Bajo la atenta mirada del sumo pontífice, el cuerpo pegó un vuelco totalmente involuntario. El religioso permanecía de pie, con una actitud nerviosa e insegura, mientras recitaba más de sus sagradas oraciones. Sostenía una cruz de madera, símbolo del cristianismo, colocada encima de su propio pecho.

Yo ya había poseído en otra ocasión el cuerpo de otro joven, no perdiendo así la costumbre de predicar mis mandamientos -aquellos que se pueden reducir a la regla "harás el mal"-. Invadido por mi esencia, su alma no era motor de su cuerpo, pues sentía impulsos malignos tal y como el eclesiástico citó.

Me resulta una situación verdaderamente cómica estos rituales tan plasmados en obras cinematográficas recientes. Todo parece tan sencillo como que un alto cargo de la Iglesia rocíe sobre el endemoniado un agua contaminada por la gracia de Dios y repita unas vanas palabras. En aquella ocasión, burlesco, decidí montar un espectáculo para justificar mi teoría.

Sin poder dominar el torso invadido por el Mal del muchacho, se aproximó a su corazón ese símbolo bíblico tan característico. Respondiendo al inhumano poder que posee la cruz sobre el diablo, proyecté un grito sordo a través de las cuerdas vocales del sujeto que en aquellos momentos se retorcía sobre el suelo.

A continuación, el pontífice recitó otro conjunto de oraciones al mismo tiempo que esparcía unas gotas de agua bendita sobre el tronco y la cara del chico. El chillido fue estridente y continuo. Le ardía su demoniaca piel, lo sagrado se introducía en sus venas mezclándose con su sangre.

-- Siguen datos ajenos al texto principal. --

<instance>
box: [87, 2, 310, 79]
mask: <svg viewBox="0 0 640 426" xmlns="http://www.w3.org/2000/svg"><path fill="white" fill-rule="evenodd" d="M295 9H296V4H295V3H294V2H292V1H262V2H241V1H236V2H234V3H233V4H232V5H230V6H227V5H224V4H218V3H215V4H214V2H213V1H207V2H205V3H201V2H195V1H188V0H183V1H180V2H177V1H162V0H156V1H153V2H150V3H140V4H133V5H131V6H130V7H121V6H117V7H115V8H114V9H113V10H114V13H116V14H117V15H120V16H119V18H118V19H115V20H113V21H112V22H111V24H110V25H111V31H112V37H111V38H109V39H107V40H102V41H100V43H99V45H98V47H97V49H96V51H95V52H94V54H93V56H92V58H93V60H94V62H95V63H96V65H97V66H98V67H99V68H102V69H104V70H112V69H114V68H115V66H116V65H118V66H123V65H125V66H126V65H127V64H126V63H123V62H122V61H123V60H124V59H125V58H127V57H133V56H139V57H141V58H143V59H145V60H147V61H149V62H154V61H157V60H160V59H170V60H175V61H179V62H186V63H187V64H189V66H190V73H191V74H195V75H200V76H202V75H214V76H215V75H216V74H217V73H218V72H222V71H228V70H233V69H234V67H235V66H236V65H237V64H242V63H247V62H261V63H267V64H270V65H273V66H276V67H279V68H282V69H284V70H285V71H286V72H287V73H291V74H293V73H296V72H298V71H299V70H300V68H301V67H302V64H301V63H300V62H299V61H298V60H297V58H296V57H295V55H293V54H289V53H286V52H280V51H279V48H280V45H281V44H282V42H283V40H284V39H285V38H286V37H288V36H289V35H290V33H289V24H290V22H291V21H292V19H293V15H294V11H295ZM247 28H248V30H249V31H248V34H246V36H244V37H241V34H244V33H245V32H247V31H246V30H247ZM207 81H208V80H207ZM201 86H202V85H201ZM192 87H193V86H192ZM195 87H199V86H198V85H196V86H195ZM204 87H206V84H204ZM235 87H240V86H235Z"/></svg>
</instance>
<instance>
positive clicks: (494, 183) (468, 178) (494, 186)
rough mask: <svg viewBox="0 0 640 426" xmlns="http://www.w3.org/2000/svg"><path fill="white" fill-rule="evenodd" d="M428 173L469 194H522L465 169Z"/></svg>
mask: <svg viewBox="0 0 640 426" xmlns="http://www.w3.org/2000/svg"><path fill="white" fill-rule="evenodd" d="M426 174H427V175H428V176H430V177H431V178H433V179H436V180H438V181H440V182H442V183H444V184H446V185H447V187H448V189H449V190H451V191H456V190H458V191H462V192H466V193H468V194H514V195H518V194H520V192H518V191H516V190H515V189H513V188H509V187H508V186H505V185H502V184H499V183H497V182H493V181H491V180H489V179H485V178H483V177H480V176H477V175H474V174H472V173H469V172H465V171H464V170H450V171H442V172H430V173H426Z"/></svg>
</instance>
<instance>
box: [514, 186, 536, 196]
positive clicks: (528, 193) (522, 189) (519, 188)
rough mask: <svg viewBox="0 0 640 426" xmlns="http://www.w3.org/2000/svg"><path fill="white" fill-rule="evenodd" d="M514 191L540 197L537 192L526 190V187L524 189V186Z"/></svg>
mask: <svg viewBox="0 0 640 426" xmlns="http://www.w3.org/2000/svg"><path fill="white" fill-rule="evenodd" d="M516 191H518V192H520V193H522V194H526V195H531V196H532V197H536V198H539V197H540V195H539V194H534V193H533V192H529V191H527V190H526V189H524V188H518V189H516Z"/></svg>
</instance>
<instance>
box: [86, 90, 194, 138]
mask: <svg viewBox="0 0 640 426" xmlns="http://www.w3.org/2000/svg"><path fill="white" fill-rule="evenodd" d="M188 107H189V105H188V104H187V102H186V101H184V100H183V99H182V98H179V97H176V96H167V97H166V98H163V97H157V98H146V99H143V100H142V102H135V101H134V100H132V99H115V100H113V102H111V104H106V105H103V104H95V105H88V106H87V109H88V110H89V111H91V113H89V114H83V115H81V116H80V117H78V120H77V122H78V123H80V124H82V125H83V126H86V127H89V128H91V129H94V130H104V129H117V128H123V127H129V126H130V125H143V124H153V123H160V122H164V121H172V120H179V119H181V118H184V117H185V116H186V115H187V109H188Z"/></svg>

Triunfante, el devoto dio la buena noticia a la familia del recién exorcitado. La bondad de Jesucristo había prevalecido sobre el maligno Belcebú. Tan satisfactorio resultó aquel proceso de sanación que, cuando el joven salió de aquella habitación lo hizo con una media sonrisa, dejándola vacía de cualquier espíritu. Únicamente quedó una sala repleta de imágenes de santos e iconos cristianos, y un pontífice derrumbado sobre el suelo, bañado en el charco de su propia agraciada sangre borgoña.